Monday, March 16

Caution!  I'm giving you fair  warning!Links on this page will lead you to Adult material!

Bill Gates died in a car accident. He found himself in Purgatory being evaluated by God.  "Well, Bill, I'm really confused on this call.  I'm not sure whether to send you to Heaven or Hell." said God.  "After all, you enormously helped society by putting a computer in almost every home in the world and yet you created that ghastly Windows operating system.  I'm going to do something I've never done before.  In your case, I'm going to let you decide where you want to go!"

Bill replied, "Thanks a lot God.  What's the difference between the two?"

God said, "I'm willing to let you visit both places briefly if it will help you make a decision."

Bill said, "
OK, then, let me visit Hell first." God sent Bill to Hell.  It was a beautiful place with clean, swimming pools and beaches with clear water.  There were thousands of beautiful women running around, playing in the water, laughing and frolicking.  The sun was shining and the temperature was perfect.
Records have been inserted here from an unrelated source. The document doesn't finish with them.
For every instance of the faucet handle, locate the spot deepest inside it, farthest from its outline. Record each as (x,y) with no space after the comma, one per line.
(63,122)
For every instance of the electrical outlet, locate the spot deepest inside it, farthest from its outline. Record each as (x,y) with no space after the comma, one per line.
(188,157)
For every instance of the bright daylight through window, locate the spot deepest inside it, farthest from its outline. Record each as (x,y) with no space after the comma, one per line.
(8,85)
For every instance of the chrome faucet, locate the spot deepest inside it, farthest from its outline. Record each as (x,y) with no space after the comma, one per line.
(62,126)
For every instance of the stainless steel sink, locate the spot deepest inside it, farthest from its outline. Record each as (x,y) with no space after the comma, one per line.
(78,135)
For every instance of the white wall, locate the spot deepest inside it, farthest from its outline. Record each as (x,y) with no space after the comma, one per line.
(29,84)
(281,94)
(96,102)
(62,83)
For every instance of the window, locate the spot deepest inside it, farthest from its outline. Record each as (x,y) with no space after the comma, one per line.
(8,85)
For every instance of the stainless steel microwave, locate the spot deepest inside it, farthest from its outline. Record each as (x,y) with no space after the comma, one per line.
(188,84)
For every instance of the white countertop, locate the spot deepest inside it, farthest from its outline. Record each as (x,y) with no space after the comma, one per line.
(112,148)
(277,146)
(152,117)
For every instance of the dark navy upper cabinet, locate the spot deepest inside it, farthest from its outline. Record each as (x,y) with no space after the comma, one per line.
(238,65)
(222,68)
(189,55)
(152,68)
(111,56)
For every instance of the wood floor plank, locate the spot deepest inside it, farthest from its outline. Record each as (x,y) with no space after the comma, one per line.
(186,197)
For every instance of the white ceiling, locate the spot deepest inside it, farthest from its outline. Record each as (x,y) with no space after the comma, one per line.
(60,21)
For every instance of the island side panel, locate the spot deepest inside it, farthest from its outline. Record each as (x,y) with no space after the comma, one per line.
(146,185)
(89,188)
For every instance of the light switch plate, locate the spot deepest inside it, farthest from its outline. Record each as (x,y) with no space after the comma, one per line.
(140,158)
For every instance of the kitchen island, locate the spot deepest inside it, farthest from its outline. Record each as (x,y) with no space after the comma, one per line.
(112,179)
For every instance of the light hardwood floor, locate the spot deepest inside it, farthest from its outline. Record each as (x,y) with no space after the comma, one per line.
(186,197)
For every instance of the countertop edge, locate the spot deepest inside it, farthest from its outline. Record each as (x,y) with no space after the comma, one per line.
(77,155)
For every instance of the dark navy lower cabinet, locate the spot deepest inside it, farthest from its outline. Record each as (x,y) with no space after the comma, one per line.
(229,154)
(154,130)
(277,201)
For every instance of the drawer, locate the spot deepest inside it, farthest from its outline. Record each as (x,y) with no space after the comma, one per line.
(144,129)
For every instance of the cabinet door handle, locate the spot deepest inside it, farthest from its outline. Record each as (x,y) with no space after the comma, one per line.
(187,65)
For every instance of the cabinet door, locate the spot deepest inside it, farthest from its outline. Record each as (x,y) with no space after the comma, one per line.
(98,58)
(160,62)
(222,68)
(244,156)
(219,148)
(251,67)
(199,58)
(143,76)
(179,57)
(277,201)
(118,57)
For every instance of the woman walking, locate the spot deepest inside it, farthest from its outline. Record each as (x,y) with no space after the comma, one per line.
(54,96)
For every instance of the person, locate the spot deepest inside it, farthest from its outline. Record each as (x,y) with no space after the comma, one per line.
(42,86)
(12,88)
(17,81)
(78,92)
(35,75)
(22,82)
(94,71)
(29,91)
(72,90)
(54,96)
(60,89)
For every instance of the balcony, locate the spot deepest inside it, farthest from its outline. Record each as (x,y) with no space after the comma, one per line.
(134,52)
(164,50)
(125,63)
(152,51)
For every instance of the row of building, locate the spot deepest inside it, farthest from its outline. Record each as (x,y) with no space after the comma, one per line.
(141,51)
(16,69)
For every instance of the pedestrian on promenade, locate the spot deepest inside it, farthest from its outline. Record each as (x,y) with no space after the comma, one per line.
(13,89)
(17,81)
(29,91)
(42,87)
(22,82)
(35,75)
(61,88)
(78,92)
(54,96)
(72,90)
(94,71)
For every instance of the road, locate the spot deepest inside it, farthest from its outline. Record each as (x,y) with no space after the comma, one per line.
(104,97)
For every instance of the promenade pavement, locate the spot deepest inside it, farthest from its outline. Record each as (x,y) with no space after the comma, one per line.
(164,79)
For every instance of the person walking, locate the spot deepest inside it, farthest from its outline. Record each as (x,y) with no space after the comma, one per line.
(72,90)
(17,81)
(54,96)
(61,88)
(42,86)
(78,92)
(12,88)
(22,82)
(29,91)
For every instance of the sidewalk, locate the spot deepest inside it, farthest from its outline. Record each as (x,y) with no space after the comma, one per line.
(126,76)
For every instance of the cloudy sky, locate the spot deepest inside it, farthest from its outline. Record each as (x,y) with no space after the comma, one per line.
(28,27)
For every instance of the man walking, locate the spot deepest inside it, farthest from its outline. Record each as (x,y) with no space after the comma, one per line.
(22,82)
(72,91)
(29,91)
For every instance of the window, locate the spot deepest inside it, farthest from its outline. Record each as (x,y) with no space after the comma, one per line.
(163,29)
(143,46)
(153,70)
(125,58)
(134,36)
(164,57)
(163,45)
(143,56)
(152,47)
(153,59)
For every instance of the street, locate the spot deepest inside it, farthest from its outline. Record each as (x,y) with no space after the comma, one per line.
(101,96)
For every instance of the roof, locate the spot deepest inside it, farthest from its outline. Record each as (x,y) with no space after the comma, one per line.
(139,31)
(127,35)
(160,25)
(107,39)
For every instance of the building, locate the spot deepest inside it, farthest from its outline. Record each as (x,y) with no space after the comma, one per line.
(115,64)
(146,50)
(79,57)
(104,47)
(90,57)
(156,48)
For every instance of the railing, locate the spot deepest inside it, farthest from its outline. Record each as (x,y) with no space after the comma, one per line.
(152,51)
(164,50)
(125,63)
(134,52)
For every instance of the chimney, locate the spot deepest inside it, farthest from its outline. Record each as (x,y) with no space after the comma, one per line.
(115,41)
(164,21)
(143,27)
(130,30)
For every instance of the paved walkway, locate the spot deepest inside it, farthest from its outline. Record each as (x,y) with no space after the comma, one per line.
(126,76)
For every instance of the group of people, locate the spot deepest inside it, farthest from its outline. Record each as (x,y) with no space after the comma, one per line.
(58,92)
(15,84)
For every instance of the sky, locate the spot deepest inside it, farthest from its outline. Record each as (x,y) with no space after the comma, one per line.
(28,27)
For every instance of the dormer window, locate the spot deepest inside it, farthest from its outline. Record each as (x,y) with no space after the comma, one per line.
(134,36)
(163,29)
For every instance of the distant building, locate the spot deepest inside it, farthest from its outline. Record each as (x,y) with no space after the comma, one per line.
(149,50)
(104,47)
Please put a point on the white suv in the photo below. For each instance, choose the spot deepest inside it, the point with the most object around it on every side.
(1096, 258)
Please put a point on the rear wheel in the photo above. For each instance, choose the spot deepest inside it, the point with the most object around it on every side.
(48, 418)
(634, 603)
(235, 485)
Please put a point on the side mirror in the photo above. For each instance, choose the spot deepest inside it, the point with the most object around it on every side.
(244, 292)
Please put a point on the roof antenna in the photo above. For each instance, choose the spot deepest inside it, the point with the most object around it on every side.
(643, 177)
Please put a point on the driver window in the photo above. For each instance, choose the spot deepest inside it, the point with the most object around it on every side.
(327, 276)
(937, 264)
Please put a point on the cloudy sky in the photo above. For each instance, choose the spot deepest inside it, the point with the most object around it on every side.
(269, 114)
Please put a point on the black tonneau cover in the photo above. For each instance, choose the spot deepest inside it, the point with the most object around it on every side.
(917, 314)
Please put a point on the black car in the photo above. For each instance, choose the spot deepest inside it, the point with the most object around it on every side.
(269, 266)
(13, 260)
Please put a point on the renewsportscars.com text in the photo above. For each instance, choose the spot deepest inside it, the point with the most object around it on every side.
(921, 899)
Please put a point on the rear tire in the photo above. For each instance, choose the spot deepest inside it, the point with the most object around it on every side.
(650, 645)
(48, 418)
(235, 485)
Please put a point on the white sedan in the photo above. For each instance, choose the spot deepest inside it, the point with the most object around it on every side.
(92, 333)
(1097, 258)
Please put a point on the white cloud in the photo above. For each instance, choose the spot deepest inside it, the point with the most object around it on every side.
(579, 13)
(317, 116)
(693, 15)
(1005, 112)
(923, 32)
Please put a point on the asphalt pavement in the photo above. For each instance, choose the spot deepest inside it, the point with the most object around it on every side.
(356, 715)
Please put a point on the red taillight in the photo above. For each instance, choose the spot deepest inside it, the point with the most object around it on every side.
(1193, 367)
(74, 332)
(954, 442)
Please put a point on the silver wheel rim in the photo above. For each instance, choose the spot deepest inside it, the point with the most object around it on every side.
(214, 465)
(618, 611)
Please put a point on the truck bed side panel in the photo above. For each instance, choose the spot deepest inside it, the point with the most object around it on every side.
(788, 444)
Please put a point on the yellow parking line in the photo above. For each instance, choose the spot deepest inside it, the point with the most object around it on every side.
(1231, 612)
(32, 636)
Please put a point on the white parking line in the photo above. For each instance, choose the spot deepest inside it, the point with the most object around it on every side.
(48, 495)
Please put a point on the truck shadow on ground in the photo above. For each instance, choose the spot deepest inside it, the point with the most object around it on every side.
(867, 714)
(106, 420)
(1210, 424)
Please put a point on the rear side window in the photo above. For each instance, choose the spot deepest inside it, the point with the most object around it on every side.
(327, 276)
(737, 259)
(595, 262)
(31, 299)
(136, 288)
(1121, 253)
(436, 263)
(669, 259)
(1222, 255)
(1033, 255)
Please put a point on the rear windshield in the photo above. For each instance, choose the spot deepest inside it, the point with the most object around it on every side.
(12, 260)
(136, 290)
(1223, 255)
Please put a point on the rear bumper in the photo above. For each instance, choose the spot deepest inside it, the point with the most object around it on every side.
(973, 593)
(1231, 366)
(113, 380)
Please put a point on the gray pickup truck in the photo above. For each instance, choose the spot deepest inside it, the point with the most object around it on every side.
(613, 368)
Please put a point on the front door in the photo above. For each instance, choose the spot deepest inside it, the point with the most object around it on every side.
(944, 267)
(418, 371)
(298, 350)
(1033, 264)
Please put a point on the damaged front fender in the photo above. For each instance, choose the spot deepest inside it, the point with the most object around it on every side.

Bill was surprised and said, "This is great!  If this is Hell, I can't wait to see what Heaven looks like." 
God sent Bill to Heaven.  It was a high place in the clouds, with angels drifting about playing harps and singing.   There was plenty of food to eat.  It was nice but not as alluring as Hell.

Bill thought for a minute and made his decision.  "I think I prefer Hell" he told God.

"Fine," responded God, "as you desire."  Bill Gates was sent permanently to Hell.

Two weeks later, God decided to check up on the late billionaire to see how he was doing in Hell.  When God arrived in Hell, he found Bill shackled to a wall, screaming among hot flames in a dark cave. 
He was being burned and tortured by demons.   "How's everything going, Bill?" God asked.

With a voice full of anguish and disappointment, Bill responded, "This is awful!   It's not what I expected.  I can't believe this happened.  Where is that other place with the swimming pool and the beautiful women playing in the water?"

God calmly replied, "That was the screen saver."